A Lousy Way To End The Super Bowl
It is an amazing aspect of football that so many millions of people can watch (108 million at last count) a Super Bowl game and have such a huge disagreement on the proper call of the San Francisco 49ers’ last offensive play of the game. Even after watching the play countless times from several angles in slow-motion, there is no consensus on whether or not the contact between Ravens corner Jimmy Smith and Niners receiver Michael Crabtree should have been called a penalty for defensive holding or pass interference, or should have been a no-call, which of course was the result on the field. Even more interesting were the different reasons cited by observers for their various points of view. Throw out the opinions of Ravens or Niner fans; they’re more partisan than Congress and just as unreasonable. But even those without a horse in this race were firm in their beliefs. The ones believing the no-call was proper followed one of the following arguments:
1) You shouldn’t decide a Super Bowl with a flag.
2) Michael Crabtree initiated the contact.
3) The officials had allowed a lot of contact throughout the game, and consistency demanded a no-call.
4) You can’t expect a call in the last two minutes of a game.
5) The pass was uncatchable anyway.
Of these arguments, I dismiss No.1 because, as I tell my children, I am not punishing you; you chose the punishment by your actions. Ergo, Jimmy Smith would have caused the game to be lost by the penalty, not the officials.
No. 2 implies that all contact is the same, and only the initiator should be penalized. No. 4 is irksome because it implies that somehow the rules change late in games. No. 5 only would apply to pass interference. Defensive holding does not depend on the ball being catchable.
Only No. 3 strikes me as a reasonable argument – consistency is an important element of good officiating. But you have probably guessed where I stand by now. When Smith grabbed a handful of Crabtree’s jersey, I would have called defensive holding on Smith and the result would have been half the distance (to the three-yard line) and an automatic first down (which would have set up the league’s shakiest kicker for a game-tying field goal). Regardless of previous jostling, grabbing a jersey to prevent separation is always a penalty in my corner of the football world.

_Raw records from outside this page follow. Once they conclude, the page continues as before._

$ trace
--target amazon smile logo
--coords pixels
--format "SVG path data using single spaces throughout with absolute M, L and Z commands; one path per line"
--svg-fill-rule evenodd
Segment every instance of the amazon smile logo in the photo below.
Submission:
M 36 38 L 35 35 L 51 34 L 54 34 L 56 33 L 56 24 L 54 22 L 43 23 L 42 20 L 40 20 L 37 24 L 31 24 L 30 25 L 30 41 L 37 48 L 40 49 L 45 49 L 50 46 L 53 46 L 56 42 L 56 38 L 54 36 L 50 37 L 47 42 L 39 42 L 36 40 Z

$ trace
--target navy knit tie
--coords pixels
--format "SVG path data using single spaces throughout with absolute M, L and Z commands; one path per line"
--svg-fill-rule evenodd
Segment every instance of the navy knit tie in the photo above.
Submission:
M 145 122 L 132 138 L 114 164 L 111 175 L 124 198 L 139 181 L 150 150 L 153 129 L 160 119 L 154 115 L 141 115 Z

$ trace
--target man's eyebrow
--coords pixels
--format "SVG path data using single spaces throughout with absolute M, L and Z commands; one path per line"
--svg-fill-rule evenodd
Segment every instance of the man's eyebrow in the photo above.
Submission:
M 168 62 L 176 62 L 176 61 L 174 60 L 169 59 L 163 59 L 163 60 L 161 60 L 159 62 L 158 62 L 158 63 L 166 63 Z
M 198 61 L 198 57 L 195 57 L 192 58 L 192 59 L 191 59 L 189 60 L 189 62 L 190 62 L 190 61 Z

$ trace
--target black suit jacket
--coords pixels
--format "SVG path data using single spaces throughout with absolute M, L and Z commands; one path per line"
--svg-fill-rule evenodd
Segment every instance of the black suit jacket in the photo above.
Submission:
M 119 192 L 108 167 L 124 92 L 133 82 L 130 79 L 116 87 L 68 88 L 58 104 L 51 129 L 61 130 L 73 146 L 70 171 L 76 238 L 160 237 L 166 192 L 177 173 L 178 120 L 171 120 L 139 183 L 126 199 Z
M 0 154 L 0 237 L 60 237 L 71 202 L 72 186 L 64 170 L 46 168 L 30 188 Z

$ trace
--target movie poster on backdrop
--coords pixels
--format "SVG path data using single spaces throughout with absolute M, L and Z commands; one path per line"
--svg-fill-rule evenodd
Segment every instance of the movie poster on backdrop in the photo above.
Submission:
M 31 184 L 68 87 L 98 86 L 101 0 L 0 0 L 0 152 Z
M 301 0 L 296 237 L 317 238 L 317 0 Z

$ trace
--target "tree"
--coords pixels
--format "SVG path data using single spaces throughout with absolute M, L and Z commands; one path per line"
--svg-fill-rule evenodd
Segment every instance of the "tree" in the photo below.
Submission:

* The recently signed recruiting class by University of Hawaii head football coach Norm Chow seems to have some of the size and speed necessary to run the schemes favored by Chow and his staff. Particularly noteworthy was the signing of some of the best homegrown talent, especially Waianae defensive tackle Kennedy Tulimaseali’i and Kahuku offensive tackle John Wa’a and running back Aofaga Wily.
You never can be exactly sure what you have until you see the players against the increased size and speed of other Division I players, but these three are the first indicator that Chow may well be successful in recruiting players that top Mainland programs want at home.